In 1956, Jim Elliot, Pete Fleming, Ed McCully, Nate Saint, and Roger Youderian reached out to the Auca people, perhaps the most violent culture ever documented. They had terrorized the more peaceful people the missionaries had been working with, so the five approached the Aucas with gifts, friendly messages, and a plane ride. But just as they thought they were forming friendships, a band of Auca warriors attacked with spears and machetes, killing the men and throwing their bodies into the river.

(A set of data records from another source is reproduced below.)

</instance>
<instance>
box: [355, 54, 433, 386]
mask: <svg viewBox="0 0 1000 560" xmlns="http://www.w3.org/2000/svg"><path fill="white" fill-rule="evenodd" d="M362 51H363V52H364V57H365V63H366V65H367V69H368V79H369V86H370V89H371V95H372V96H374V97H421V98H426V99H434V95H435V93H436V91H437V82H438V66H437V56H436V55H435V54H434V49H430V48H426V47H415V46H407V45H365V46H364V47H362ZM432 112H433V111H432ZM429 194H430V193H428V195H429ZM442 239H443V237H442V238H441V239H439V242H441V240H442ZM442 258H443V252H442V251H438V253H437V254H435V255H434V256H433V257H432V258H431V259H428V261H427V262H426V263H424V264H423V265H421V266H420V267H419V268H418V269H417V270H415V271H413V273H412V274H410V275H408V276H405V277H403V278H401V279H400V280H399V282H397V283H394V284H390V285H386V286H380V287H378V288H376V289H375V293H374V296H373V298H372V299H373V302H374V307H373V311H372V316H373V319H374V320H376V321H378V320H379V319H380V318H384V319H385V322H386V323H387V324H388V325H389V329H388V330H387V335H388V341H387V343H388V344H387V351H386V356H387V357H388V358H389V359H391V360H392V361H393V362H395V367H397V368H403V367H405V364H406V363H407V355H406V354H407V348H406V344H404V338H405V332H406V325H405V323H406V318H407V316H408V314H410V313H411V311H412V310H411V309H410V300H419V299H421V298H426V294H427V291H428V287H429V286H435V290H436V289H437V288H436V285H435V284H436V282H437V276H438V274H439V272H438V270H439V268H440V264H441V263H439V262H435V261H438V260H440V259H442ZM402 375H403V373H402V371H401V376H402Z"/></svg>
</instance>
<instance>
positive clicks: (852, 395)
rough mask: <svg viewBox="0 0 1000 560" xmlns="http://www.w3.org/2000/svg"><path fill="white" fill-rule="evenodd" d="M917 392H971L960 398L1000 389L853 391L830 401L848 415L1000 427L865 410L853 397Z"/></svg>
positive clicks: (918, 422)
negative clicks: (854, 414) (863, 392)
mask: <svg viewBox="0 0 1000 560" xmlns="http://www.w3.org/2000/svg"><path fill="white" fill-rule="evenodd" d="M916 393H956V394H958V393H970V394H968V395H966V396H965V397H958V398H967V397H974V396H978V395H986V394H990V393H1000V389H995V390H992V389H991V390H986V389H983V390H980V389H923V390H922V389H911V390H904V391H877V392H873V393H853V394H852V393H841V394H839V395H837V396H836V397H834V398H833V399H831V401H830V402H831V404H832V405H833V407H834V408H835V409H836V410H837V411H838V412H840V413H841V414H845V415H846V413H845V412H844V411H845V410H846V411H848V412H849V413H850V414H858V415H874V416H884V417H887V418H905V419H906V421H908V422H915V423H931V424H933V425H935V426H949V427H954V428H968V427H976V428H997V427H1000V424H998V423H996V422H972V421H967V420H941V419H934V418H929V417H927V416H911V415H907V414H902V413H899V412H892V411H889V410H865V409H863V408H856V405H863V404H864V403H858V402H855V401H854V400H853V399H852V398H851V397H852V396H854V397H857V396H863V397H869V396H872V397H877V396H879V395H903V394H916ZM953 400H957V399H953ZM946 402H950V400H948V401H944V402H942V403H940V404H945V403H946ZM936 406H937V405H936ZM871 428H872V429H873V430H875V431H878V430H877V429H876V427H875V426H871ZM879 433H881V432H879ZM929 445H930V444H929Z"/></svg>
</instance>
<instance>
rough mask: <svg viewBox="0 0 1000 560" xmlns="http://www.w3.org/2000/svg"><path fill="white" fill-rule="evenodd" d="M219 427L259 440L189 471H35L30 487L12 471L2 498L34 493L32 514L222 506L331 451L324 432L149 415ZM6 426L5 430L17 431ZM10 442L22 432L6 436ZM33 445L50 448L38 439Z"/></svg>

But the most important part of the story is what happened next. One of the widows, Elisabeth Elliot, with her little girl and a sister of one of the slain missionaries, Rachel Saint, moved into the Auca village. They started evangelizing, and Christianity spread through the tribe.
The documentary shows the transforming power of Christ, both for individuals and the culture. Within two years, the homicide rate dropped 90 percent. Today, the Aucas are peaceful and happy. Though initially refusing to let their story be told in this documentary, the Aucas changed their minds when they heard of the Columbine killings. They now want Americans to know the peace they have found.
Beyond the Gates of Splendor combines missionary home-movies and archival footage with reenactments and interviews of family members and Aucan villagers. The narrator is Steve Saint, son of slain missionary Nate Saint, who after he grew up came back to serve the Auca people. Mr. Saint also served as principal advisor on a wide-release, feature-length version of the story, End of the Spear, due in theaters in January.
Most moving in this DVD release are the accounts of the relationships Mr. Saint and the others developed with some of the very men who killed his father. Though often missing from Christians' cultural witness today, nothing is more persuasive to nonbelievers than such radical love and forgiveness.